損失関数をいい感じにいじってより学習に易しい損失関数を作る.
損失関数に基づく機械学習というのは次のようなものである.
真のデータ分布 \(D\) の上で観測される \((X,Y)\) の分布について \(L\) の期待値 \[L_D(w) := \mathbb E \left[ \ell(w,x,y) \right]\] を最小化するような \(w\) を探索することを学習と呼ぶ.
さて真のデータ分布 \(D\) は分からないので実際にはサンプリング \[S = \{ (x_i, y_i) \}_{i=1,\ldots,N}\] の上で推定した \[L_S(w) := \frac{1}{N} \sum_S \ell(w,x,y)\] を変わりの近似値として使う.
ここで最急降下法によって最適な \(w\) を得る場合には勾配が重要になる. 特に最適解付近では勾配が緩やかな方が良いとされている. SAM は損失関数自体を少しいじることで, そんな良い勾配を持った関数にすることを目指す.
任意の正数 \(\rho > 0\) に対して, ある狭義単調増加関数 \(h \colon \mathbb R_+ \to \mathbb R_+\) によって次が成り立つ (with highly probability): \[L_D(w) \leq \max_{\|\epsilon\|_2 \leq \rho} L_S(w + \epsilon) + h(\|w\|_2^2 / \rho^2).\]
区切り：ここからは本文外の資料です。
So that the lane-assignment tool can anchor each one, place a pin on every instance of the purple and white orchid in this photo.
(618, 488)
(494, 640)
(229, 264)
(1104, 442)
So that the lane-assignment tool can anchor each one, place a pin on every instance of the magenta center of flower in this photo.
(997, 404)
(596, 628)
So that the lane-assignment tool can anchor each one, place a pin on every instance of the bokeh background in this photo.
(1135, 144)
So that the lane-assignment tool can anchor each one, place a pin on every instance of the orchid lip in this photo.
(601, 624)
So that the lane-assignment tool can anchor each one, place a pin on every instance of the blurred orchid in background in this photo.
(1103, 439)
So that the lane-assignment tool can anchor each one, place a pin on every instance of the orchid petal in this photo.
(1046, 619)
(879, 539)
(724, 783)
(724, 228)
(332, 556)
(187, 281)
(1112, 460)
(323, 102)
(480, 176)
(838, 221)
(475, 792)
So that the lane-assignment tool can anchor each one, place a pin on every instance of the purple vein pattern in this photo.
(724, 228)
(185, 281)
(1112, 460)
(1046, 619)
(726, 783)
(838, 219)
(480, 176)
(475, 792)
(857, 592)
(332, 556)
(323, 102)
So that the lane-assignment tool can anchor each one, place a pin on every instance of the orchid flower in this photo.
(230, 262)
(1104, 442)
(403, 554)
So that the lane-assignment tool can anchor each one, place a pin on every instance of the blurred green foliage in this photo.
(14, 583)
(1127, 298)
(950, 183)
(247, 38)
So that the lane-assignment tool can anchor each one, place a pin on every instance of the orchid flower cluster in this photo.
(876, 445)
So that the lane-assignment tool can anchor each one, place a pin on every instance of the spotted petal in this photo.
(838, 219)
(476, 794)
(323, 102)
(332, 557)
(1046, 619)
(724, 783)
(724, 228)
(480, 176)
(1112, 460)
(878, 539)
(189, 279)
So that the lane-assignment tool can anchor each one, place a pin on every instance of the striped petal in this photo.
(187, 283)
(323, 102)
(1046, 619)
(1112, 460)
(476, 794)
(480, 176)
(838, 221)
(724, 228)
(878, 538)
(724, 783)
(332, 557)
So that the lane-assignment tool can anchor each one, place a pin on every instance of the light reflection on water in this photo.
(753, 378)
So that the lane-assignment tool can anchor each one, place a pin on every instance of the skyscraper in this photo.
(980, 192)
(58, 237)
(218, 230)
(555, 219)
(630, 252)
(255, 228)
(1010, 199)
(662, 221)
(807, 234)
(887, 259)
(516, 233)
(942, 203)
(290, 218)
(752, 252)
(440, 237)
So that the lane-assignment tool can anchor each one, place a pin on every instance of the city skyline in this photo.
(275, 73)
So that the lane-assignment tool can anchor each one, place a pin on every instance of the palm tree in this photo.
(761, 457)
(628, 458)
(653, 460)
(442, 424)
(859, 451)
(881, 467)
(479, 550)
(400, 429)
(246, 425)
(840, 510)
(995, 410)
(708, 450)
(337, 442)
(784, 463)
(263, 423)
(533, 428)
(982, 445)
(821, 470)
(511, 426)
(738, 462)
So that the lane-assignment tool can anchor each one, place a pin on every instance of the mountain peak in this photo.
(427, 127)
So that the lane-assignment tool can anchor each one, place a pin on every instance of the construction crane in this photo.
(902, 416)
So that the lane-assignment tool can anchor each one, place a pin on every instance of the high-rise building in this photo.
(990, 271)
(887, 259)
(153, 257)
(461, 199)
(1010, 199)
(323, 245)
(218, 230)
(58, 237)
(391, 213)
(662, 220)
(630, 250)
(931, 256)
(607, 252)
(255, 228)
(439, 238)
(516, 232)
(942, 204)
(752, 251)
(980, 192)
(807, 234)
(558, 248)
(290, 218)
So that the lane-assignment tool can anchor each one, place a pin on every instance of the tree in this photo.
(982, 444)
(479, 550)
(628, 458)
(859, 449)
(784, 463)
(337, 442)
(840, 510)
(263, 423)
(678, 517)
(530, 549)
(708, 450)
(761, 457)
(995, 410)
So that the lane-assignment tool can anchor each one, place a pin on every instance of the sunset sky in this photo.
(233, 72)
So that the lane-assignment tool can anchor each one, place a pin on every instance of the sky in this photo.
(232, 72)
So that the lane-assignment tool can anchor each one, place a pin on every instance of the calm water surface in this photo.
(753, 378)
Theorem 1 の右辺の \(L_D\) に対する上限を参考に, 損失関数とする. \[L_S^{\mathrm{SAM}}(w) := \max_{\| \epsilon \| \leq \rho} L(w + \epsilon) + \lambda \|w\|_2^2\]
さてこの max を効率的に近似的に計算する. \(L(w + \epsilon)\) を \(\epsilon \sim 0\) の周辺で一次までテイラー展開して \[L(w) + \epsilon^\top \nabla_w L(w) + \lambda \|w\|_2^2\] を代わりに考えることにすると, \(\epsilon\) に関わる \[\max_\epsilon ~~ \epsilon^\top \nabla_w L(w)\] だけすればいいことになる.
で、謎の理屈を使うと, 次の値を \(\epsilon\) として使えば良い.
\[\hat{\epsilon} = \rho ~ \mathrm{sign}(\nabla_w L_S(w)) \frac{ \left| \nabla_w L_S(w) \right| }{ \sqrt{ \| \nabla_w L_S(w) \|_2^2 } }\]
ここで分子にある \(\left| a \right|\) は要素ごとに絶対値をとったもの.